Discussion:
[sqlite] dqlite - SQLite replication and failover library
Free Ekanayaka
2017-08-19 08:46:59 UTC
Permalink
Hi,

first of all let me thank Richard Hipp and the rest of the SQLite team
and community for such a great piece of software. I've been recently
working with SQLite's code base and found it an absolute pleasure to
read (and have learned from it too).

In this mail I'd like to:

1) Present dqlite, a library replicating your application's SQLite
database across N nodes and safely surviving any minority of them
dying or disconnecting (only for Go applications for now, see below).

2) Submit a patch to SQLite that introduces a minimal replication API,
and get feedback about its possible inclusion upstream.

= dqlite =

It's a Go package that uses the Raft algorithm to replicate SQLite WAL
frames across a cluster of nodes. This roughly means that you can open a
SQLite connection using the "database/sql" standard lib API and have
anything you transactionally replicated. No external process needed.

Ideally this library should have been written in C or Rust, to support
binding to any language. However, due to the use case and timeline of
the first project that will use it (LXD [0]), and due to the lack of
mature Raft implementations in C/Rust, Go was chosen instead. It should
hopefully at least serve as reference to anyone needing a C/Rust
version.

The work has been funded by Canonical, the company behind Ubuntu. Please
see the dqlite's home page [1] for more details.

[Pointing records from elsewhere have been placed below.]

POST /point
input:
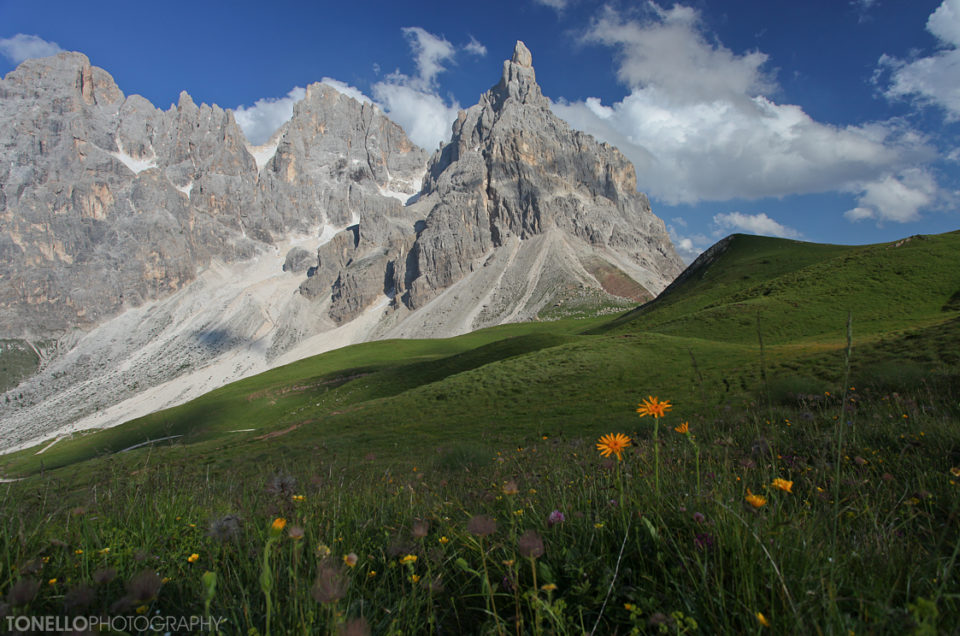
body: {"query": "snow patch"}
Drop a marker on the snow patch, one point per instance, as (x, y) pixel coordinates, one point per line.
(262, 154)
(136, 165)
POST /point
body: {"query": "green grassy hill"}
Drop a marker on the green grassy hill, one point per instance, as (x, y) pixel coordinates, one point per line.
(697, 343)
(803, 482)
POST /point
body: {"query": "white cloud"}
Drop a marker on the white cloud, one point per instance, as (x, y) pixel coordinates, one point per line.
(430, 52)
(414, 102)
(687, 247)
(346, 89)
(897, 198)
(22, 46)
(260, 121)
(933, 80)
(754, 224)
(698, 124)
(424, 116)
(559, 5)
(474, 47)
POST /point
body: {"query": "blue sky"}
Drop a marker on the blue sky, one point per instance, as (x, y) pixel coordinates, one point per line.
(825, 120)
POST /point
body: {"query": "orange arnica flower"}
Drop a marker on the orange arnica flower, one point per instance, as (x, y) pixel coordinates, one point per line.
(654, 407)
(756, 501)
(613, 445)
(783, 484)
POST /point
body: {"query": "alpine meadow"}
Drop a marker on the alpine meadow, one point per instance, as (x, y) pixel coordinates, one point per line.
(279, 369)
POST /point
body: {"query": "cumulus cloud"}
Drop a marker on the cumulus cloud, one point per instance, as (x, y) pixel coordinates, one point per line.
(754, 224)
(414, 102)
(559, 5)
(474, 47)
(687, 247)
(346, 89)
(932, 80)
(425, 116)
(260, 121)
(699, 125)
(897, 198)
(430, 52)
(22, 46)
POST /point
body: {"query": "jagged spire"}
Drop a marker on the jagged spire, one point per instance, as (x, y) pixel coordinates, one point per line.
(521, 55)
(519, 79)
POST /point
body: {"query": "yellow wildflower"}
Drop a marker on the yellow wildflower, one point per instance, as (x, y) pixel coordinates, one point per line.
(653, 407)
(783, 484)
(756, 501)
(613, 445)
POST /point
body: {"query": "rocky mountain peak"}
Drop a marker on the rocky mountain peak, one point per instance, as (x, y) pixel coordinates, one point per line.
(521, 55)
(518, 81)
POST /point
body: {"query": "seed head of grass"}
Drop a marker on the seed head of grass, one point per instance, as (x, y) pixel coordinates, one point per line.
(295, 532)
(144, 586)
(79, 597)
(283, 485)
(355, 627)
(420, 528)
(530, 545)
(104, 576)
(331, 585)
(23, 591)
(481, 525)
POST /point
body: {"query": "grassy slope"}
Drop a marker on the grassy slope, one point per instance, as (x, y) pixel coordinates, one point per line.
(697, 344)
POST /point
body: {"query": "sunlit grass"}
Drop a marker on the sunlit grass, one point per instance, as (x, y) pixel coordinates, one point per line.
(539, 537)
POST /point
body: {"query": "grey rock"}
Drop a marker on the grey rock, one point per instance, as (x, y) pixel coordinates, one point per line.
(512, 168)
(107, 202)
(299, 261)
(151, 245)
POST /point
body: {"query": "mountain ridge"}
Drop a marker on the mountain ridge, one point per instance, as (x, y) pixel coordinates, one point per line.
(336, 231)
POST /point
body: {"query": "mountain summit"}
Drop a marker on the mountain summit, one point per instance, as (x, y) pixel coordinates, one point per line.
(166, 256)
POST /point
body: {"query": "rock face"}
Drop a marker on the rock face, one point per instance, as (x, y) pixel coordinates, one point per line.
(107, 202)
(169, 256)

= SQLite replication API patch =

This is the SQLite patch that dqlite depends on. It essentially adds a
few key hooks in the pager and write-ahead log to let external libraries
like dqlite implement WAL-based database replication.

As you'll quickly see, it's by no means ready for upstream inclusion, in
particular it lacks unit tests and more comprehensive documentation
comments (note however that virtually every code path introduced by the
patch is already exercised indirectly by dqlite's own unit tests).

If the SQLite team thinks there is room for upstream inclusion, I'll be
more than glad to do the necessary work to make the patch adhere to
SQLite's standards and go through a review process.

The patch has currently 703 additions and 22 deletions, and is published
on GitHub [2].

Cheers,

Free

[0] https://linuxcontainers.org/
[1] https://github.com/CanonicalLtd/dqlite
[2] https://github.com/CanonicalLtd/sqlite/commit/2a9aa8b056f37ae05f38835182a2856ffc95aee4
Wout Mertens
2017-08-20 17:50:24 UTC
Permalink
Very interesting!

So how does it behave during conflict situations? Raft selects a winning
WAL write and any others in flight are aborted?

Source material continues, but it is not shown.